I definietly am not an expert, but I believe the PR-algorithm is heavily based on a 32-bit-hardware architecture. As far as I know, PR is calculated by approximation thru about 100 iterations over the 4.29 billion cross 4.29 billion matrix, which means a huge number of calculations.
Note how much Larry Page and Sergey Brin emphasize the factor of speed in their original paper, and I do not think this only concerns request-traffic on the net.
Below this figure you might work with a "long" index variable on the matrix. Beneath it you need at least a "double." Nor am I an expert on c++ or processor-technology, but I suggest the difference implies much more than just doubling calculation time. It seems to require a complete restructuring of the algorithm, and it might well be the case that it is even impossible to find a solution for this problem at current state of technology.
I have put quite a lot of effort in improving my websites PR in the past three months so please, please falsify my theory.
[edited by: ciml at 10:40 pm (utc) on Oct. 7, 2004]
|The sandbox/google lag/whatever is a ranking, not an indexing issue. It is absolutely critical to understand that. |
Yes, to say anything else would be to discuss a different phenomena
>>The sandbox/google lag/whatever is a ranking, not an indexing issue. It is absolutely critical to understand that.
>>Yes, to say anything else would be to discuss a different phenomena
They are absolutely, positively in the index, just like any other pages. And they're cached just like any others.
|This is G o o g l e's text-only cache of [example.com...] as retrieved on Sep 9, 2004 12:29:04 GMT. |
G o o g l e's cache is the snapshot that we took of the page as we crawled the web.
The page may have changed since that time. Click here for the current page without highlighting.
Click here for the full cached page with images included.

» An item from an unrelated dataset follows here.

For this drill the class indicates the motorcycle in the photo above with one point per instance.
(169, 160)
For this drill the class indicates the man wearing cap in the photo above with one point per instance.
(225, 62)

The pages get updated (verified by changing "last updated" on the pages), and in fact as new pages are added to the sites they're indexed as well. One has had a fresh date for the homepage. One is even showing up in the backlinks for another site. They just won't rank for anything.
|It just means you're not able to compete with all the other sites that are better SEOed! |
That would be odd, considering that it is my old sites currently ranking. Maybe I am growing old and out of touch and cannot even compete with my "younger self" :)
A blind man could see that newer sites are being treated differently than older ones and a 3 year old can get a new site INDEXED.
>>The sandbox/google lag/whatever is a ranking, not an indexing issue. It is absolutely critical to understand that.
>Yes, to say anything else would be to discuss a different phenomena
Depends on the intended semantics of 'indexing'. It's certainly not a spidering problem as they have spidered many pages which are not in the index/ searchable database. But if there is a limitation on the number of pages in the index and old pages must be kicked out before new ones can enter, then that could be called an 'indexing' issue since the issue is caused by limitations in the size of the index/ searchable database.
Also as I understand it, although related the sandbox and google lag are not the same thing. The sandbox affects pages already in the index, seemingly penalising some of them. The lag is a time period delaying the acceptance of pages not yet in the index.
|Also as I understand it, although related the sandbox and google lag are not the same thing. The sandbox affects pages already in the index, seemingly penalising some of them. The lag is a time period delaying the acceptance of pages not yet in the index |
They are the same thing. Someone at WebmasterWorld doesn't like the term sandbox so called it google lag.
I don't believe there is a delay in getting pages indexed. The delay is in getting pages ranked.